Ima, non c’è accordo dal giudice

7 Aprile 2017

I dipendenti ricorrono in tribunale per essere risarciti dell’indennità tagliata

CHIETI. Niente accordo sull’Ima davanti al giudice del lavoro Ilaria Prozzo. Di indennità mensile di ateneo (Ima) si tornerà a parlare nell’udienza di merito, fissata il 25 maggio. Nonostante una sentenza a sfavore dell’ateneo D’Annunzio che l’ha condannato a restituire l’Ima a 114 dipendenti dell’ateneo che avevano firmato il ricorso, l’università ieri mattina non si è presentata con alcuna ipotesi di accordo. Dunque non c’è stata alcuna conciliazione e, con grande probabilità, si andrà incontro allo stesso giudizio della prima volta, essendo il caso assolutamente identico.
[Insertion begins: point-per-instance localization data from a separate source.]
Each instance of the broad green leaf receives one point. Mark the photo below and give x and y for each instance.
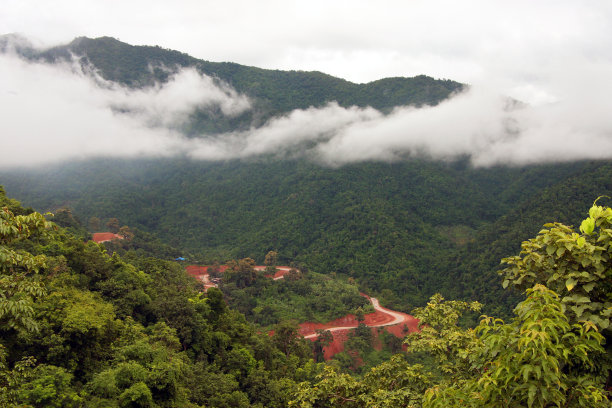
(587, 226)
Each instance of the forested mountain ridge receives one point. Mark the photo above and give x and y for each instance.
(273, 92)
(404, 230)
(82, 328)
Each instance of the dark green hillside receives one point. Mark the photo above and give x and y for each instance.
(272, 92)
(403, 230)
(564, 201)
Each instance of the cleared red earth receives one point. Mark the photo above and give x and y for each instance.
(397, 323)
(100, 237)
(203, 273)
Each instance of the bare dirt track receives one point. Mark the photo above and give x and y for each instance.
(397, 323)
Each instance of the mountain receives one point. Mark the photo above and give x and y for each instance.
(273, 92)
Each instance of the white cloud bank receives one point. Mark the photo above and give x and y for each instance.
(51, 113)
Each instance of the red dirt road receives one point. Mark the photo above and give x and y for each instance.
(381, 317)
(100, 237)
(397, 323)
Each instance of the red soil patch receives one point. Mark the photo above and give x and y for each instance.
(203, 273)
(382, 318)
(100, 237)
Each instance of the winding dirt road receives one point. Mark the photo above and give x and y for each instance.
(393, 319)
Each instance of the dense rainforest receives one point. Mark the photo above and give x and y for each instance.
(403, 230)
(123, 325)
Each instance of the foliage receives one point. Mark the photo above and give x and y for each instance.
(578, 267)
(124, 332)
(539, 360)
(440, 336)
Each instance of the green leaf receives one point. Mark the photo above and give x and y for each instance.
(589, 286)
(587, 226)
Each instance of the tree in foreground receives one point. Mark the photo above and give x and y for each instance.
(550, 355)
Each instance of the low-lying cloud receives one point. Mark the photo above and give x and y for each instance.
(52, 113)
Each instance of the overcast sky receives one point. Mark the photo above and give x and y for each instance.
(554, 55)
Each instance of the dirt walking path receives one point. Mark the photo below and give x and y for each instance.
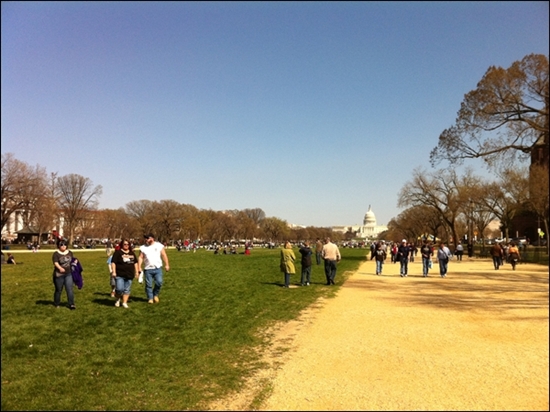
(476, 340)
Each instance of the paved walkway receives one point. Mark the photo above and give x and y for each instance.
(476, 340)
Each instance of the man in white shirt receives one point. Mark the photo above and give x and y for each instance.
(331, 255)
(150, 261)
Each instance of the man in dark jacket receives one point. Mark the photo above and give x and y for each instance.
(306, 253)
(403, 252)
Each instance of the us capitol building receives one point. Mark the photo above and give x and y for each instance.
(368, 230)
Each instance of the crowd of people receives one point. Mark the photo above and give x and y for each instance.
(125, 265)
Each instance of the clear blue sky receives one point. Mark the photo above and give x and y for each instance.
(310, 111)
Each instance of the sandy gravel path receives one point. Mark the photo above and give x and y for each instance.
(476, 340)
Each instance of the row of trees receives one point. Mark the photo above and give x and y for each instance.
(502, 122)
(446, 205)
(47, 201)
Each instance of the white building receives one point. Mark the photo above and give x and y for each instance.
(368, 230)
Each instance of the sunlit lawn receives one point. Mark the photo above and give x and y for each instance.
(197, 344)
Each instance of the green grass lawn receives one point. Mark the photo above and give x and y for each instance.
(199, 343)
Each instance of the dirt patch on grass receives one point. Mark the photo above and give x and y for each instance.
(476, 340)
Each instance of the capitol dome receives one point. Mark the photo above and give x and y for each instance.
(370, 219)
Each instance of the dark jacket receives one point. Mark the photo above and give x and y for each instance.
(306, 253)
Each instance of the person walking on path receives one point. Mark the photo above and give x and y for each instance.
(426, 251)
(287, 262)
(443, 256)
(306, 253)
(497, 253)
(380, 256)
(124, 268)
(62, 274)
(108, 246)
(459, 251)
(331, 256)
(513, 255)
(151, 256)
(318, 250)
(403, 252)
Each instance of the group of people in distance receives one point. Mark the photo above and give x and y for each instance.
(328, 251)
(509, 253)
(125, 266)
(405, 252)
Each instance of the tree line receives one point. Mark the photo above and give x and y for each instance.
(47, 201)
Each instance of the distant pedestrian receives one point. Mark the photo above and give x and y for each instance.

Solo che questa volta i dipendenti sono 168, tutti rappresentanti dall’avvocato Leo Brocchi. L’avvocato Brocchi ha calcolato che l’Ima da restituire ammonta a oltre un milione e mezzo di euro, più gli interessi. L’università D’Annunzio si è presentata ieri mattina in aula con il responsabile dell’Ufficio legale, l’avvocato Antonio D’Antonio che ha rifiutato la conciliazione.

L’Ima pesa sullo stipendio di un dipendente dai 300 ai 200 euro. L’indennità era stata tagliata ad agosto del 2014 per volontà del direttore generale Filippo Del Vecchio, che aveva detto di essere stato costretto a una tale decisione a causa di rilievi fatti dagli ispettori del Ministero di economia e finanza. Del problema Ima verrà presto investito anche il decano Michele Vacca. (a.i.)